View details for Web of Science ID A1987G788900004
View details for PubMedID 2953429
Calcium channel blockers suppress early ischemic arrhythmias, possibly by diminishing intracellular calcium overload and its effect on the ventricular action potential. To explore this, we compared the effects of diltiazem on ischemic "injury" potentials and ventricular fibrillation during serial coronary artery occlusions in dogs.
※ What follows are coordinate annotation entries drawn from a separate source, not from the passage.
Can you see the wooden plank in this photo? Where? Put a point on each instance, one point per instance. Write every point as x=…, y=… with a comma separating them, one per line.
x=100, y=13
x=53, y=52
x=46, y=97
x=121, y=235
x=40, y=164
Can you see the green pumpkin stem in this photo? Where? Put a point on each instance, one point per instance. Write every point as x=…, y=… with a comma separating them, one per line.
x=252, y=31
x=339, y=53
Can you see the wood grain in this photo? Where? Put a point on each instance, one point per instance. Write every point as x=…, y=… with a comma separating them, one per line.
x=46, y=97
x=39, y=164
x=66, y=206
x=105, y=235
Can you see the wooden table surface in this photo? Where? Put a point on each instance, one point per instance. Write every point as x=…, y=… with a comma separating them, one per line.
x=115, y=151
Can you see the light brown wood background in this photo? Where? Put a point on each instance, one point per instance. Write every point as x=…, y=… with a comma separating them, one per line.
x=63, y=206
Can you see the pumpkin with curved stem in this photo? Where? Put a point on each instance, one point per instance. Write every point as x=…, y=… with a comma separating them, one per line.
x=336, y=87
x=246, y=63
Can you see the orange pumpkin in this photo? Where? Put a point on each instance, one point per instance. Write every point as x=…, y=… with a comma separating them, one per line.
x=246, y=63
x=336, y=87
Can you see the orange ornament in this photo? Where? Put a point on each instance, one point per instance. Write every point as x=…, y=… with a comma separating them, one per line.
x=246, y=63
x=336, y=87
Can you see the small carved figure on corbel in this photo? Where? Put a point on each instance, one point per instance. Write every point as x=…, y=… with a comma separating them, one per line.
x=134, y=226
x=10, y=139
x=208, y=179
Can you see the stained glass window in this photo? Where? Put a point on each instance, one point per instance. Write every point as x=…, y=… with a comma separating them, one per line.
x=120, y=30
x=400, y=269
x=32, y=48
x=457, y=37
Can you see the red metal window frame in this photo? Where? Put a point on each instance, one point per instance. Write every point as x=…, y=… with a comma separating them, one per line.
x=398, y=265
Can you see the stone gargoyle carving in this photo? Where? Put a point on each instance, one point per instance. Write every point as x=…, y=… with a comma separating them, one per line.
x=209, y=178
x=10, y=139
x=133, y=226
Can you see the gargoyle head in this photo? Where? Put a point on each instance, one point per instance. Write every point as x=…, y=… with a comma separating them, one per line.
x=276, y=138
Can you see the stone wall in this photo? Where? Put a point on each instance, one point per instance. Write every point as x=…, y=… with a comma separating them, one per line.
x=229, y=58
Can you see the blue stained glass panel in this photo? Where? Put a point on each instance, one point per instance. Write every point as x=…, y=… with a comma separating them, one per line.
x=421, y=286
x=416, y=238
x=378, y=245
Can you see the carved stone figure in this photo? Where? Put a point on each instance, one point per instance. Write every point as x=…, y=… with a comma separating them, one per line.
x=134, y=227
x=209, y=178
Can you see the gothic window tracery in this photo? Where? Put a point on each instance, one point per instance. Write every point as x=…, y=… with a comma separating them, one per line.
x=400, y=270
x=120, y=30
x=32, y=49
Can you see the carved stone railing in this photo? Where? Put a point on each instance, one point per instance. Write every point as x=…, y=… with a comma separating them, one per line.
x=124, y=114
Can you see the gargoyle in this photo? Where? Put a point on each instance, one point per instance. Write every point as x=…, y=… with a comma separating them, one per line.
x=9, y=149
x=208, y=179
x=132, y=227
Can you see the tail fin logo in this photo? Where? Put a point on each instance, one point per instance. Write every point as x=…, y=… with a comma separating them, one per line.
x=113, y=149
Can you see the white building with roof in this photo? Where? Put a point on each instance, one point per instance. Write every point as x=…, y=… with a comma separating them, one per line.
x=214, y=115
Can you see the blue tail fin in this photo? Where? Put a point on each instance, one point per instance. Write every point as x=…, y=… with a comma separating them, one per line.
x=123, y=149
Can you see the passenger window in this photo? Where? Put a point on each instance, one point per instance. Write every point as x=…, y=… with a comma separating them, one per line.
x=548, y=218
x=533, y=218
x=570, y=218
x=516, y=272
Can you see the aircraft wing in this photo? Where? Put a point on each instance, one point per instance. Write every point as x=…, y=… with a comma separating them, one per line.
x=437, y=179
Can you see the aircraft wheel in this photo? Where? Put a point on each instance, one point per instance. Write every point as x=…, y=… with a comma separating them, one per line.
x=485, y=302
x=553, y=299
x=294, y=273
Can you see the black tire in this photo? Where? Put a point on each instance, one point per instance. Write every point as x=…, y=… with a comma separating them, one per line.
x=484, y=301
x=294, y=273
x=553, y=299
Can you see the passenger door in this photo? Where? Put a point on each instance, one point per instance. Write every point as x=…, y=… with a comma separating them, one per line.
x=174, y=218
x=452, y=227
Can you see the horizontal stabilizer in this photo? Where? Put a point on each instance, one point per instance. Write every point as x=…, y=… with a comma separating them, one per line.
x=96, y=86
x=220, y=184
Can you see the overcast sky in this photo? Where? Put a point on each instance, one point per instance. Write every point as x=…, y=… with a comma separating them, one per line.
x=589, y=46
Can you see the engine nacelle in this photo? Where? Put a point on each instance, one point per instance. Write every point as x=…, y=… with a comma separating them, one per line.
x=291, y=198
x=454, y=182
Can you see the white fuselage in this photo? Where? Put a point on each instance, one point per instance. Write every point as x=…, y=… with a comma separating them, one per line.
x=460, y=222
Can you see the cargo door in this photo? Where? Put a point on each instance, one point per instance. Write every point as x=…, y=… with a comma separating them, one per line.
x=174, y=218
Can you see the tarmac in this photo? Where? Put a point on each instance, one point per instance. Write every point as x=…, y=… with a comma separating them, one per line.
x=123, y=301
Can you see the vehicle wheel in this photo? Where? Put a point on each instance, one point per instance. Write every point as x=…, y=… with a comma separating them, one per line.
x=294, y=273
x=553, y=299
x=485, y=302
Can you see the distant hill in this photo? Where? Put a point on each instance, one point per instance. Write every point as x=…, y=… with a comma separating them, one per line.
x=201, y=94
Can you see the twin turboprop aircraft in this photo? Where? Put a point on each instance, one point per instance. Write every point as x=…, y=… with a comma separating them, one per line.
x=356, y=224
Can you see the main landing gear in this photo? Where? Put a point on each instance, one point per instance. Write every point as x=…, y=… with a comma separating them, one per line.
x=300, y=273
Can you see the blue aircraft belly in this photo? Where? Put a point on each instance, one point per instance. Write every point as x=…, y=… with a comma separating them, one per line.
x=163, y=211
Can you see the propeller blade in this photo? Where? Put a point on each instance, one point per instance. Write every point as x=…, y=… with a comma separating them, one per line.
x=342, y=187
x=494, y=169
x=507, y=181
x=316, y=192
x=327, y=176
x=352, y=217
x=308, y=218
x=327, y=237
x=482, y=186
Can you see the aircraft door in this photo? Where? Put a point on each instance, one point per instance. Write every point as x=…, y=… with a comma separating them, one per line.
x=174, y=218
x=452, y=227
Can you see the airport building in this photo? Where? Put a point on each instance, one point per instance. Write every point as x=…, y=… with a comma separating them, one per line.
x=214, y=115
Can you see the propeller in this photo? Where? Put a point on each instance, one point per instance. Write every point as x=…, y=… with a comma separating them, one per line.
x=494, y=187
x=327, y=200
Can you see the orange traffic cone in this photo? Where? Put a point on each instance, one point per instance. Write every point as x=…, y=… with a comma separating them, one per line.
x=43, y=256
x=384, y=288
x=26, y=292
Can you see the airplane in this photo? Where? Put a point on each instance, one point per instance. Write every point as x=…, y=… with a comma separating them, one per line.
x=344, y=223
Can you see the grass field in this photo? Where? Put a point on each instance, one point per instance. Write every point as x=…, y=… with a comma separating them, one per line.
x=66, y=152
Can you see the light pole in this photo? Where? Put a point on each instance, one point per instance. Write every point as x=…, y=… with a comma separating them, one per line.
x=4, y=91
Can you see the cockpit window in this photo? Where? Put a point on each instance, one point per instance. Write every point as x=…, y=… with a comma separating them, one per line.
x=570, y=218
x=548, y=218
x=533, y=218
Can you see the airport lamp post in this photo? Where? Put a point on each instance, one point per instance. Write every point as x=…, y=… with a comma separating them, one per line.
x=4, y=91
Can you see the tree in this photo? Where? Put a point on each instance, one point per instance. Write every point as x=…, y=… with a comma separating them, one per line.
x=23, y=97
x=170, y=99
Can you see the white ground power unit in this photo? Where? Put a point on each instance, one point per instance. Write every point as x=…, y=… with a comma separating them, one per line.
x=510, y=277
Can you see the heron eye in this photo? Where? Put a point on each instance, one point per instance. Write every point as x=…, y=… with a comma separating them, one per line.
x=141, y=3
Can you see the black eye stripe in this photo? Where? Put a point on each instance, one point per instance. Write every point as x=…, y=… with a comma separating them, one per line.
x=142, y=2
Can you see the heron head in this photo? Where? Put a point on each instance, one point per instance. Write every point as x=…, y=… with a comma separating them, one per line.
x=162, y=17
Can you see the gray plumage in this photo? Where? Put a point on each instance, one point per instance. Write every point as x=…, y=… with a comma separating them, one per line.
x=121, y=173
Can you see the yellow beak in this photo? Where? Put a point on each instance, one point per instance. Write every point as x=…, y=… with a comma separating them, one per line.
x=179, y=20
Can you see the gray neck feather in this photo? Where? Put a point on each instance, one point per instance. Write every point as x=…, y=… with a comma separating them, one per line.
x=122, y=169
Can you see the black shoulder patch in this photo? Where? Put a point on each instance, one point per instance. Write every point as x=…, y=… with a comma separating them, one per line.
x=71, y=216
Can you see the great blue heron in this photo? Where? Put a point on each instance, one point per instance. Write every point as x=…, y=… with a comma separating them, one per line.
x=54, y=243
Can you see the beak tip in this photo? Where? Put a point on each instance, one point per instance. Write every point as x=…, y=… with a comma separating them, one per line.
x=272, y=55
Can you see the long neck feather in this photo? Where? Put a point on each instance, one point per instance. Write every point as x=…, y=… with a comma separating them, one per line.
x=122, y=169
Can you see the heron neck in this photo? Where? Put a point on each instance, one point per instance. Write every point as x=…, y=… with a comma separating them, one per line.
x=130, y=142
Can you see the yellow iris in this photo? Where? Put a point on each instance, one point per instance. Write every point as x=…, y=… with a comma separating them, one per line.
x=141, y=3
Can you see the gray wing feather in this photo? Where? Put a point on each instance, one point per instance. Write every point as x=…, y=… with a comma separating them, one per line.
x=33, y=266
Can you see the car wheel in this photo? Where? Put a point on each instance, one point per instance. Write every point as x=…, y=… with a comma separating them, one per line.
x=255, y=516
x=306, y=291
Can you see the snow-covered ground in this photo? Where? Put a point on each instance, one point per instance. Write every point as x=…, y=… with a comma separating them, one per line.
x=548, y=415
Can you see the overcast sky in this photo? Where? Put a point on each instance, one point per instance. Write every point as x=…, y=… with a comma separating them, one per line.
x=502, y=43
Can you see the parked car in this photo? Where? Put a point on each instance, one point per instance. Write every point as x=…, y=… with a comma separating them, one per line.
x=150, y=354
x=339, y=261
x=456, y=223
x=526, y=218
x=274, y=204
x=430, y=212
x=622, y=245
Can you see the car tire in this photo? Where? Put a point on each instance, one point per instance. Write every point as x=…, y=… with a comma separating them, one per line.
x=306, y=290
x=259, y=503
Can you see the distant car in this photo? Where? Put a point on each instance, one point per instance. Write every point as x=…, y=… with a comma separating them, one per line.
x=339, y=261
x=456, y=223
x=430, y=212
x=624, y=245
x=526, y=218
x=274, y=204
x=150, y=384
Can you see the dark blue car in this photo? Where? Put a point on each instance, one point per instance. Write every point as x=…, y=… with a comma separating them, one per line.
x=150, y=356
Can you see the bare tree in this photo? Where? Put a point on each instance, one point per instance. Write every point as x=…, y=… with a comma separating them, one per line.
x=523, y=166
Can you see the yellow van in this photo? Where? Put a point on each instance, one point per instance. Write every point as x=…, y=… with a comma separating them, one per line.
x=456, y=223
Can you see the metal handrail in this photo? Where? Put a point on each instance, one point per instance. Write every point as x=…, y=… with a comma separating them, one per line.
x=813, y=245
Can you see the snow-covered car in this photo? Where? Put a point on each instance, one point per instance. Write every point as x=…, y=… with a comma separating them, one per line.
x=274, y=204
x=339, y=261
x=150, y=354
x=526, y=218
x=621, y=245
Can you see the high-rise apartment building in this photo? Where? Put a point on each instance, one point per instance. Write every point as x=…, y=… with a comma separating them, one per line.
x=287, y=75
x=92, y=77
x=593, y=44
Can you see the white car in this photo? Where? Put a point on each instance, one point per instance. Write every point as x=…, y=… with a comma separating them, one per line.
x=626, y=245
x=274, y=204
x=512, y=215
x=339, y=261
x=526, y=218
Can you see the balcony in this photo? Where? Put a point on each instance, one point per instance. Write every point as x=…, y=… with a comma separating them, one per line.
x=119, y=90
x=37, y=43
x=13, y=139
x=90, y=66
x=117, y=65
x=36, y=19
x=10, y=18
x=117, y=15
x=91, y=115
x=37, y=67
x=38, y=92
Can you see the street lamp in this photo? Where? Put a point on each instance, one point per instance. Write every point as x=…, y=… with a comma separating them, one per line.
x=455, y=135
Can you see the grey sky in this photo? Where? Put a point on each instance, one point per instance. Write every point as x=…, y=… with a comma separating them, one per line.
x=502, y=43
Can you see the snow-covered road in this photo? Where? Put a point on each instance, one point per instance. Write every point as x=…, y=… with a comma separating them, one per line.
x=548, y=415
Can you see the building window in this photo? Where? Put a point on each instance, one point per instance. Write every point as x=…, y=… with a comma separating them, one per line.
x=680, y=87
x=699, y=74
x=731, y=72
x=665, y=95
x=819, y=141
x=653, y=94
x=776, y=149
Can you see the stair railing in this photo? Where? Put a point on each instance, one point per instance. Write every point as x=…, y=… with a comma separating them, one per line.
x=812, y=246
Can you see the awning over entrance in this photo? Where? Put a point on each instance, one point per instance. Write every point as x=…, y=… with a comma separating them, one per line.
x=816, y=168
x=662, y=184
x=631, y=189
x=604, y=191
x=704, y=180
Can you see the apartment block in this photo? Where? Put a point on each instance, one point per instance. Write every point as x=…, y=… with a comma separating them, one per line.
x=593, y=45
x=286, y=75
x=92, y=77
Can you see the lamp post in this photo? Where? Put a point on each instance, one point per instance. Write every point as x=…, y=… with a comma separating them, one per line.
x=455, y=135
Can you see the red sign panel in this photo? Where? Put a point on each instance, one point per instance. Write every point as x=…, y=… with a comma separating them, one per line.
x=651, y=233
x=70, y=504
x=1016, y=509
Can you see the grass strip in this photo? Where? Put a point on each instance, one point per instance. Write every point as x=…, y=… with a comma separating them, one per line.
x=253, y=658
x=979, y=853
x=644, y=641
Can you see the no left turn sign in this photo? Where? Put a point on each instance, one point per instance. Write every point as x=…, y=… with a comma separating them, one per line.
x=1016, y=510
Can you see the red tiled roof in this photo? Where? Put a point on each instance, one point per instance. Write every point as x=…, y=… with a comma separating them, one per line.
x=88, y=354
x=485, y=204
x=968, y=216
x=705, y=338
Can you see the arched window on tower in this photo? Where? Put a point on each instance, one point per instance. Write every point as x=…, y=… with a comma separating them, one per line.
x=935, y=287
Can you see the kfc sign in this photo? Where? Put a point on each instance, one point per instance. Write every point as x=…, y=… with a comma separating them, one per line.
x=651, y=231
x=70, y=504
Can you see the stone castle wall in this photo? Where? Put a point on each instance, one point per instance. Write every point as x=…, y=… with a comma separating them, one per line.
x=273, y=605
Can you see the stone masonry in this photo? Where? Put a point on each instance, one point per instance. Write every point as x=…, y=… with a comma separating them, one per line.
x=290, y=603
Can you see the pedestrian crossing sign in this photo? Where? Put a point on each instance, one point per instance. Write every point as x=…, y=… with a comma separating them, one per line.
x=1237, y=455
Injury potentials and ventricular fibrillation were elicited every 15-25 minutes by simultaneous occlusion of the left anterior descending and circumflex arteries during rapid atrial pacing. DC epicardial electrograms were recorded differentially between the ischemic region and a small nonischemic region supplied by a proximal branch of the left anterior descending artery. Injury potentials developed with a uniform time course during five control occlusions, but were reduced by diltiazem infusion (0.5 mg/kg over 25 minutes) in each of eight dogs. The mean diastolic injury potential (T-Q depression) at 150 seconds of ischemia was 9.1 +/- 2.7 mV before diltiazem and 6.1 +/- 1.6 mV afterward (P less than 0.001). Diltiazem increased the mean time between coronary occlusion and ventricular fibrillation from 186 to 366 seconds (P less than 10(-5), but did not change the magnitude of the diastolic injury potential at onset of ventricular fibrillation. Diltiazem also delayed ischemia-induced conduction impairment to the same extent that it delayed injury potential development. In five dogs, the effect of diltiazem on regional blood flow near the epicardial electrodes was measured by infusion of radionuclide-labeled microspheres. Coronary occlusion reduced flow to the ischemic zone from 0.86 to 0.05 ml/min per g (P = 0.001). Diltiazem increased preocclusion flow by 11% (P = 0.03), but did not significantly alter flow during occlusion. Hemodynamic measurements show that diltiazem did not diminish cardiac work. Diltiazem therefore produced a flow-independent reduction of cellular depolarization during ischemia, which may be due to relief of calcium overload, and which may explain the antifibrillatory effect.